Modeling of Wellbore Heat Transfer in Geothermal Production Well

Abstract

Abstract Electricity supply in Nigeria has been insufficient to aid development. It has also been observed that fossil fuels that supply energy has not been friendly to the environment, as a result an alternative energy source is needed. Geothermal energy has come to fill this gap. This work modelled wellbore heat transfer in geothermal wells and investigated the best heat mining fluid that will conserve heat during heat transfer at the wellbore during heat production. This work employed the mechanisms that greenhouse gases use to absorb heat from the sun and retain it to warm the earth. Simulation of heat extraction capability of steam and CO2 were studied. It was observed at reservoir conditions (248 °F) that steam Mass heat capacity (2.433 KJ/kg °F) is higher than that of CO2 (1.088 KJ/kg °F). At 204. 8 °F mass heat capacity of CO2 is 1.1915KJ/kg OF and that of steam is 2.4058 KJ/kg °F. This implies that steam retains more heat than CO2. From the study at wellbore fluid temperature of 276.8 °F, and at a flow rate of 1300 lb/hr, the wellbore heat transfer from steam (0.158 mmbtu/day) is slightly higher than that of CO2 (0.105 mmbtu/day).
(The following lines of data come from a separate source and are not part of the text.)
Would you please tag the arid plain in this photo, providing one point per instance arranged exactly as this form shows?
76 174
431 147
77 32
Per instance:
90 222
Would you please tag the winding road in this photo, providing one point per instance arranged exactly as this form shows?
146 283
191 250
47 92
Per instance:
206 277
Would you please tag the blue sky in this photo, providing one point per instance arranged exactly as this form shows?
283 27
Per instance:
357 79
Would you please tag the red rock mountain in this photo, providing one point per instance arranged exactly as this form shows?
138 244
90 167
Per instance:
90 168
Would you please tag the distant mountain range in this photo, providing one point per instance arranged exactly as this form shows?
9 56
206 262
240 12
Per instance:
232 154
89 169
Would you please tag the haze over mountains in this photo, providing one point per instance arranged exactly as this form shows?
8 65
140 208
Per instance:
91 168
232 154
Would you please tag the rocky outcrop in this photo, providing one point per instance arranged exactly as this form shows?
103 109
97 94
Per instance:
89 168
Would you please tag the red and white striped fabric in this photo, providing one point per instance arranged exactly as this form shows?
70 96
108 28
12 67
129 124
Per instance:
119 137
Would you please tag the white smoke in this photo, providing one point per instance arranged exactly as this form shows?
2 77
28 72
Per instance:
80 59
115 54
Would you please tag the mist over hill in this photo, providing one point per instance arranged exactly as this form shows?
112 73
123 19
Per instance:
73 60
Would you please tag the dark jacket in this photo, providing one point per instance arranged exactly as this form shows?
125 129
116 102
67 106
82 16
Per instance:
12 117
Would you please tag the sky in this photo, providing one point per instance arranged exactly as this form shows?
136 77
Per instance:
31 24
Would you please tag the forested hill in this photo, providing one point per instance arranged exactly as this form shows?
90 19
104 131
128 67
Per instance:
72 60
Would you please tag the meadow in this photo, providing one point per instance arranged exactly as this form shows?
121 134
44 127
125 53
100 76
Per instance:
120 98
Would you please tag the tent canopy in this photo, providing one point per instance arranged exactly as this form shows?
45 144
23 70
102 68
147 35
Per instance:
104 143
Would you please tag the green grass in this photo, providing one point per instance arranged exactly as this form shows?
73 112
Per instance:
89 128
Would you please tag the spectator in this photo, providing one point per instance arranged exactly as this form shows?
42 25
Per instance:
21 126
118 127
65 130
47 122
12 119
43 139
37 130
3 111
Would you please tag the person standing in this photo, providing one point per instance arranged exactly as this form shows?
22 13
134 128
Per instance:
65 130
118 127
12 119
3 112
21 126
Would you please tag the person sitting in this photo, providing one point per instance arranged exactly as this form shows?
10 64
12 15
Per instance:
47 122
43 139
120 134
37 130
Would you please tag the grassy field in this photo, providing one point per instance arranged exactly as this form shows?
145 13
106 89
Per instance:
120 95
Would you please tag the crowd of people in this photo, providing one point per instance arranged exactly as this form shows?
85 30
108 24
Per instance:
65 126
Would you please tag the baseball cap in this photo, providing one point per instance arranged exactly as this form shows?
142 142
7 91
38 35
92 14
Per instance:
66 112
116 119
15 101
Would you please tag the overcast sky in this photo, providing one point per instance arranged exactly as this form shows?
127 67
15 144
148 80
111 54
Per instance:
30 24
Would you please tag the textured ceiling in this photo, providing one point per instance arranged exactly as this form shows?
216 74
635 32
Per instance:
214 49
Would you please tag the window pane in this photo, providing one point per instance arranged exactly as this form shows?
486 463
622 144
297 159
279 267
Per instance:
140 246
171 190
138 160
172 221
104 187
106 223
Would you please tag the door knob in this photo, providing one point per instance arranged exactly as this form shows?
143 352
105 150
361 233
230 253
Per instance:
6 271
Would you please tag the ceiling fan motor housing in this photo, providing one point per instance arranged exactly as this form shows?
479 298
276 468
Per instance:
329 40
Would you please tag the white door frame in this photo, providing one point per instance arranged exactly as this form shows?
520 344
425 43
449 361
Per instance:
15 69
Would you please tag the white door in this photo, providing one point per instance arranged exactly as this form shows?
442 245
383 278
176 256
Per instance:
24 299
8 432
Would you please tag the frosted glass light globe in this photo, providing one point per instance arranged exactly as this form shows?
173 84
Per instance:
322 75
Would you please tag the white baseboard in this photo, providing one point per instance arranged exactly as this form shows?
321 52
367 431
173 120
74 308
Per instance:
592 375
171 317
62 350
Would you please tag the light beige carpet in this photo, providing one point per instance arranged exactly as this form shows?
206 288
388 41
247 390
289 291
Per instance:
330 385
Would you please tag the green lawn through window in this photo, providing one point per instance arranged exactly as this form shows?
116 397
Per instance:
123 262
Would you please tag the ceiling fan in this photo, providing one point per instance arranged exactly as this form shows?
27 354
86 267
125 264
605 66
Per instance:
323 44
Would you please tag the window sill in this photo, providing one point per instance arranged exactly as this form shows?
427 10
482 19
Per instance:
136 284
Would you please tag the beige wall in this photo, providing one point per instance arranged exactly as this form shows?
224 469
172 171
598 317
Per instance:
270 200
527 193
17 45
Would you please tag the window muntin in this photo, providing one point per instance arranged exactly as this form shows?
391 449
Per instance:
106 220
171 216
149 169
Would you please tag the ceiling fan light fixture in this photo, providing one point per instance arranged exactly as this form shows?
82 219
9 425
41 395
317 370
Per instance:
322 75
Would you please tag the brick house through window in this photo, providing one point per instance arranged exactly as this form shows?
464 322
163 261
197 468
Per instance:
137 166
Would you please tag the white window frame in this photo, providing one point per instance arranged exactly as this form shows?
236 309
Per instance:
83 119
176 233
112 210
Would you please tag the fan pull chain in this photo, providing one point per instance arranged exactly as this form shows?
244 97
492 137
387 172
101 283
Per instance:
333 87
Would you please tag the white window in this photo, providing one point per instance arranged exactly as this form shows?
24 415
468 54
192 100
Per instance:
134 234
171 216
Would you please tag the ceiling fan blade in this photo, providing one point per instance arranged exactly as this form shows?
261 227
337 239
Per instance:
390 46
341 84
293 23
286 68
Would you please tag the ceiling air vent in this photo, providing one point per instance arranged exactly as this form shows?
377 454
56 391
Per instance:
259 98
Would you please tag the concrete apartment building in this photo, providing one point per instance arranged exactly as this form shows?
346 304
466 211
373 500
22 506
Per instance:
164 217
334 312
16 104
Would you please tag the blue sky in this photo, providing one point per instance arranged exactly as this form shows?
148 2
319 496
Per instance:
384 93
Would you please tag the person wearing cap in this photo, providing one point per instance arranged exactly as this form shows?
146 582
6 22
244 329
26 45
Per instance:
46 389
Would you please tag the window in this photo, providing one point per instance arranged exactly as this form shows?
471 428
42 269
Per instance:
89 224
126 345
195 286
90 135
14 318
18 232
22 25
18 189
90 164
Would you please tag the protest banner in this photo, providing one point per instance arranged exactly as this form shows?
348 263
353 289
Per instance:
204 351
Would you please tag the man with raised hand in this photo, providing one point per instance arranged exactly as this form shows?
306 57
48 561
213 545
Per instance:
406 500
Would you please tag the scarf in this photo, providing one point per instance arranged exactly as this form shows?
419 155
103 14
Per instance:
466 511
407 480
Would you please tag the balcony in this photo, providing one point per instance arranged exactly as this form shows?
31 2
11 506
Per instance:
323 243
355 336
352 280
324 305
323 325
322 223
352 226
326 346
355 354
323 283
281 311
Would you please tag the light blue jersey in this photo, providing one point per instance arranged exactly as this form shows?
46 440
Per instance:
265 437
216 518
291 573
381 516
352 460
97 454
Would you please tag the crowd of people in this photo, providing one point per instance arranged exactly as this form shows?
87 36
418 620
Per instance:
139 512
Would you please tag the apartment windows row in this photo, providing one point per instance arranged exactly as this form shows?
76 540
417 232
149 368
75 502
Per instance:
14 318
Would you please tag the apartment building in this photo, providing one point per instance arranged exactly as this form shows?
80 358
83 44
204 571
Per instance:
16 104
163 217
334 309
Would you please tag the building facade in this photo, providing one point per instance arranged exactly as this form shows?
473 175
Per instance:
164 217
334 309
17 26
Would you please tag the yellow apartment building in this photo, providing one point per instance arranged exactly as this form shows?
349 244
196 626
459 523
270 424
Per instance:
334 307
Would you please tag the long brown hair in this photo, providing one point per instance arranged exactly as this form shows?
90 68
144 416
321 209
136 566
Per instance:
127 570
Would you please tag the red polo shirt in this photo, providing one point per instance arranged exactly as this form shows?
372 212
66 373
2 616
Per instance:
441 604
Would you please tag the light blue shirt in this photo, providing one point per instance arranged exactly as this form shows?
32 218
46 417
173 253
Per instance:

CO2 conserves more heat than steam when used as a heat transfer fluid. The heat transfer capabilities of the mining fluids determine the production capability of the heat resources and the quantity of electricity generation. The study recommended CO2 deployment as heat mining fluid in the exploitation of heat in geothermal resources in Nigeria. This will reduce the greenhouse effect of CO2 in our environment while also encouraging rapid development and economic growth, more especially with the rising cost of energy from fossil. Availability of geothermal energy will increase the supply of electricity in Nigeria.